NOTE: Regina’s original recipe increases canned corn to 3 (15 oz) cans, drained and increases shredded cheese to 1 pound. She omits fresh the fresh corn kernals. She uses a dash of cayenne pepper rather than jalapeno peppers. She increases the dressing to 2 cups sour cream and 1 cup mayonnaise. 

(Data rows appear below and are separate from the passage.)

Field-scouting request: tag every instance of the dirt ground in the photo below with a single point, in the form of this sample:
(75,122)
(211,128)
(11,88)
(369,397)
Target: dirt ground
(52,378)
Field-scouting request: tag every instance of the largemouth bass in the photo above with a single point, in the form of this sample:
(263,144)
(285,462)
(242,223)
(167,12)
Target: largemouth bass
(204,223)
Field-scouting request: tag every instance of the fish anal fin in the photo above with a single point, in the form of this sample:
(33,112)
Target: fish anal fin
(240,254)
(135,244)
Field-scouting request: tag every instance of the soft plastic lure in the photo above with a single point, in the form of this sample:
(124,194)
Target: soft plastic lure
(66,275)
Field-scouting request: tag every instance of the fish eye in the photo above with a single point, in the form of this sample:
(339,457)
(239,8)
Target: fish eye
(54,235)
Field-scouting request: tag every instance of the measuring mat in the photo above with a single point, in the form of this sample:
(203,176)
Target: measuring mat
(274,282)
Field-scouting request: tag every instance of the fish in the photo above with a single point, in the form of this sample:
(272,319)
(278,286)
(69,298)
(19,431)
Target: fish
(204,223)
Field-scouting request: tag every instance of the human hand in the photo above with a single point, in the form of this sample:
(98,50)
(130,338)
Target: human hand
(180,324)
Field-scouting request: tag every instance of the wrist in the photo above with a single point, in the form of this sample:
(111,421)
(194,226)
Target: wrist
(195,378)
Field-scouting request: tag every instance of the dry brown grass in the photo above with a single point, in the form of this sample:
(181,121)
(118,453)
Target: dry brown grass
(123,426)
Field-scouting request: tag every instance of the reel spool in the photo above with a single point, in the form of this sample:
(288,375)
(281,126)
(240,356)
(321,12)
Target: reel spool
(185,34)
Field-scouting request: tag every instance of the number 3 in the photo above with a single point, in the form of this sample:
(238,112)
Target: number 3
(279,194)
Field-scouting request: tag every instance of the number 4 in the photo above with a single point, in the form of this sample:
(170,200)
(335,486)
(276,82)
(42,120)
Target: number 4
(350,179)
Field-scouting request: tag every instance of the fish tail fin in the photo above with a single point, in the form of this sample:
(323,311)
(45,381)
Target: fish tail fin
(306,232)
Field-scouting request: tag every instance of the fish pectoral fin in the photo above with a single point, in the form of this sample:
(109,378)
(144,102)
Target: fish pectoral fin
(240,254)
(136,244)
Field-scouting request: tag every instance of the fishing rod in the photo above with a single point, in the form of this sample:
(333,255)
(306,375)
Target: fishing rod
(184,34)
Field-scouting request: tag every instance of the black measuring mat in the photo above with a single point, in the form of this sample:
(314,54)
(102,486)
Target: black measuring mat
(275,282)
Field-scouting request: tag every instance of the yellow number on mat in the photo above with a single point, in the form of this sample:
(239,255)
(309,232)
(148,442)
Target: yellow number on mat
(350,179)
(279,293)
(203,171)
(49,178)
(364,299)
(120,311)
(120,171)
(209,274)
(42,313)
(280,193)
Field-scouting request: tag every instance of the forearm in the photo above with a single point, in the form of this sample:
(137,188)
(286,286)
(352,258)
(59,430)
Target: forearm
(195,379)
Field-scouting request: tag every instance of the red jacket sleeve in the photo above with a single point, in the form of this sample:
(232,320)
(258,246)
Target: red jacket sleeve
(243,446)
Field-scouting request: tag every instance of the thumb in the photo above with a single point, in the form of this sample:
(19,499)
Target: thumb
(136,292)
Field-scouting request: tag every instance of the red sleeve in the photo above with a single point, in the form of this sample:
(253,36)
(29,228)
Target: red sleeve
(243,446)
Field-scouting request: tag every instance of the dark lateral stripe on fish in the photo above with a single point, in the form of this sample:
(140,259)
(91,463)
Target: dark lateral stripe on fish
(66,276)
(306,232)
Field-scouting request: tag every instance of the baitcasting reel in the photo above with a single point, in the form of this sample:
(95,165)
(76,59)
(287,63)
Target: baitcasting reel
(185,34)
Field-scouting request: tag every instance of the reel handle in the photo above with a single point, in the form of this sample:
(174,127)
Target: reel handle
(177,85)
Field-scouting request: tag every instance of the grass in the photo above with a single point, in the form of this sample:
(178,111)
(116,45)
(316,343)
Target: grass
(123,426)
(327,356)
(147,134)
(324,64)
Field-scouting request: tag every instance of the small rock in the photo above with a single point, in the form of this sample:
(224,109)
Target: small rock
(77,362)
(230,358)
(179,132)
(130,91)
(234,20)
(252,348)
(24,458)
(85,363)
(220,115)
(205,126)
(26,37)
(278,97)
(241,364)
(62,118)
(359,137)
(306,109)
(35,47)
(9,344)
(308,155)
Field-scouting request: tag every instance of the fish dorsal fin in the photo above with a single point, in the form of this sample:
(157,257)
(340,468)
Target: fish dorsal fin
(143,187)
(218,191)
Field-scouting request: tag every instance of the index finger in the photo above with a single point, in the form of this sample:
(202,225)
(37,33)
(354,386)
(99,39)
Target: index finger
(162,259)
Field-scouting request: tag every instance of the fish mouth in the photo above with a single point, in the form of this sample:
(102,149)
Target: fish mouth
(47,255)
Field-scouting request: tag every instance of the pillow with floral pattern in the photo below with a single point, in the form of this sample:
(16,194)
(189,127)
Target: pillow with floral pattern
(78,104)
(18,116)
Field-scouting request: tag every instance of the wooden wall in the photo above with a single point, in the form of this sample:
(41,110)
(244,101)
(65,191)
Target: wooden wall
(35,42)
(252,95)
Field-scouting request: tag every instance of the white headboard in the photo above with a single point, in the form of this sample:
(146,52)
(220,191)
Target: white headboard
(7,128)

Don’t have a large group coming to your next football game/ It’s a recipe for a smaller crowd:

Knock-Out Corn Dip for a Smaller Crowd

  • Servings: 2 cups
  • Difficulty: easy
  • Print

Ingredients:

  • 1 (15 oz) can Del Monte Fiesta canned corn, drained (or canned Mexican corn)
  • 3 green onions, sliced 
  • 1/2 (4 oz) can chopped mild green chiles, drained
  • 1 tsp chopped, canned jalapeno peppers, OR
    dash cayenne pepper (both optional)
  • 1 tsp lime juice
  • 1/2 tsp cumin
  • 1 cup shredded mild cheddar cheese
  • 2/3 cup sour cream
  • 1/3 cup mayonnaise
  • 1/4 cup cilantro, optional
  • Corn chips scoops or dippers, for serving.

Method and Steps:

  1. Add drained Del Monte Fiesta canned corn, sliced green onions, drained chopped mild green chiles and optional chopped jalapeno peppers or dash of cayenne pepper to a large bowl. Stir to combine.
  2. Mix in lime juice and cumin, stir well to combine.
  3. Stir in cheddar cheese.
  4. Mix in sour cream and mayonnaise.
  5. Last, stir in cilantro, if using.
  6. Cover and refrigerator several hours before serving.
  7. Serve with corn chips scoops for dipping.